Five minutes into my lunch-time run on the Poudre trail, following the snaking stream of the Cache La Poudre river through Fort Collins, I stopped to stretch at my usual spot by the bench and railing looking over the river.
I leaned over the railing and looked down to the water to see if the bike with the bent front wheel was still laying there on the thinning ice in the same spot it had been a few days earlier.
The bike was gone, but it had been replaced by a pair of geese and a pair of ducks, apparently out for a double date. They had selected what seemed an odd place for their strange little party, but maybe it just seemed that way because I’m not of the right species.
Perhaps it was the perfect spot for the entertainment they were seeking in order to impress their dates. I’m sure it couldn’t have been very expensive.

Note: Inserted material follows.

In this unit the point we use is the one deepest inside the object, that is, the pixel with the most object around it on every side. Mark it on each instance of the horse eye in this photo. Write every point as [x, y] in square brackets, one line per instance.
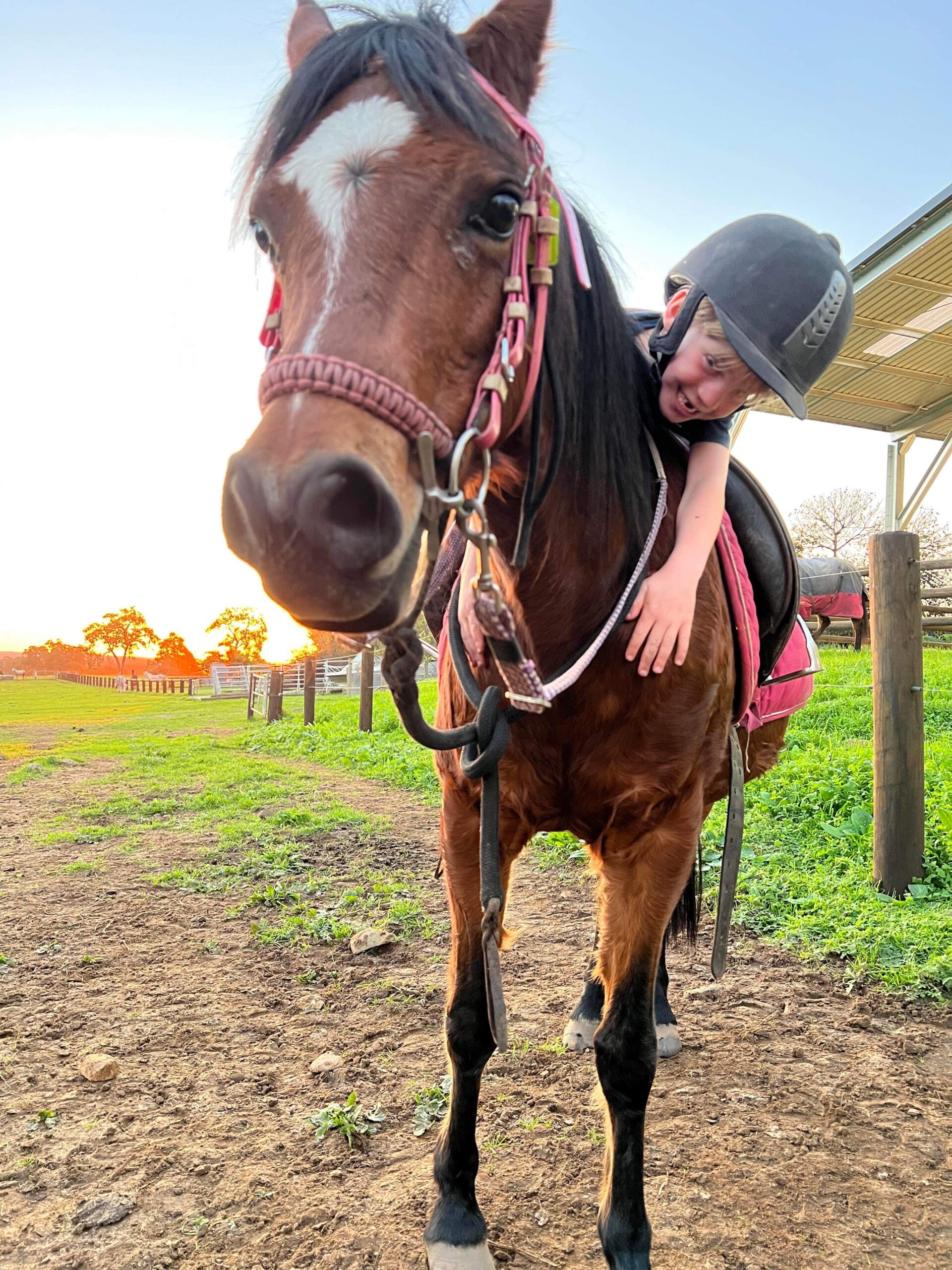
[498, 218]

In any case, it was nice to see winged friends of different races crossing stereotypical boundaries to spend time together.

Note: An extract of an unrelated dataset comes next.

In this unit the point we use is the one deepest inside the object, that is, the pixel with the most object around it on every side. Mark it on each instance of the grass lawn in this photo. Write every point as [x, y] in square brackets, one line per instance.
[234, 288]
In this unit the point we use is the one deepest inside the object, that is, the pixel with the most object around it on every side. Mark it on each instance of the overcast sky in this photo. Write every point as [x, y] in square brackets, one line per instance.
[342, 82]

I turned away for a moment to give some attention to another muscle group and when I turned back, a minute later, the party was breaking up. The ducks had packed up and were strolling to the other side of the river across the ice.
You don’t see ducks walking very often, really – mostly they swim or fly which are far more efficient forms of transportation – but these ducks were in no particular hurry and efficiency was not a part of the plan for their early spring rendezvous.
These two showed no shame about displaying their orange, webbed feet for the sake of an afternoon stroll.
They kept a little distance between them as they walked, but it was clear they were a couple. The male was all dressed up for the occasion – maybe a little overdressed. On his head, he wore a dark green mask, a white choker necklace around his neck, and bright purple bracelets around the tips of his sharply creased and finely groomed wings.
The female preferred a more modest outfit, apparently not nursing the need to draw attention to herself, but she was definitely cute, and a little self-conscious, in her muted earth tones.
About halfway across the river, they came to a point where the ice was too thin to support their weight, but too dense to allow them to swim. They didn’t seem to discuss the dilemma, but they obviously knew each other well enough to proceed without words.
As a gentleman would, the male took action first to show off his skills and impress the lady. He was floating, but had to lift his feet up out of the water, one at a time, and push down on the ice to blaze a trail to open water.
They took a sharp right turn to calm waters, and as you would suspect, by the time the male reached freedom, he was hungry, and had forgotten that his date might need help. She struggled along behind him, too proud to use the trail he had blazed, and made her own way, stopping to rest for a few seconds at a time.
Meanwhile, he played aloof (or he forgot about her) and began diving for whatever ducks find interesting below the surface of a stale, shallow, mostly frozen river.
It wasn’t really diving though, because only his head and chest were submerged. The pointy feathers on his rear end were jutting heavenward and those weird, webbed feet dangled and kicked at the air just above the surface of the water.
Girlfriend eventually made it out of the ice, without even a hint of recognition from boyfriend, but she didn’t seem to mind. They must have been in the advanced stages of their early-spring romance.
She swam up to him and they floated there together for a second, exchanging some meaningful look but no words. Then, they dove in tandem, like feathered, synchronized swimmers. As if on cue, they both submerged their upper halves.
All I could see were two feathered butts, and their dangling, orange, webbed feet.
I watched their loosely-choreographed maneuvers a moment longer and laughed out loud, then turned and hit the start button on my watch and went on my way, thoroughly amused and comforted by the lack of elegance found among courting ducks, and the sense of order in the world they displayed for my benefit.
There is order in this world. Things work even without my help and it’s nice to have a reminder of that once in a while.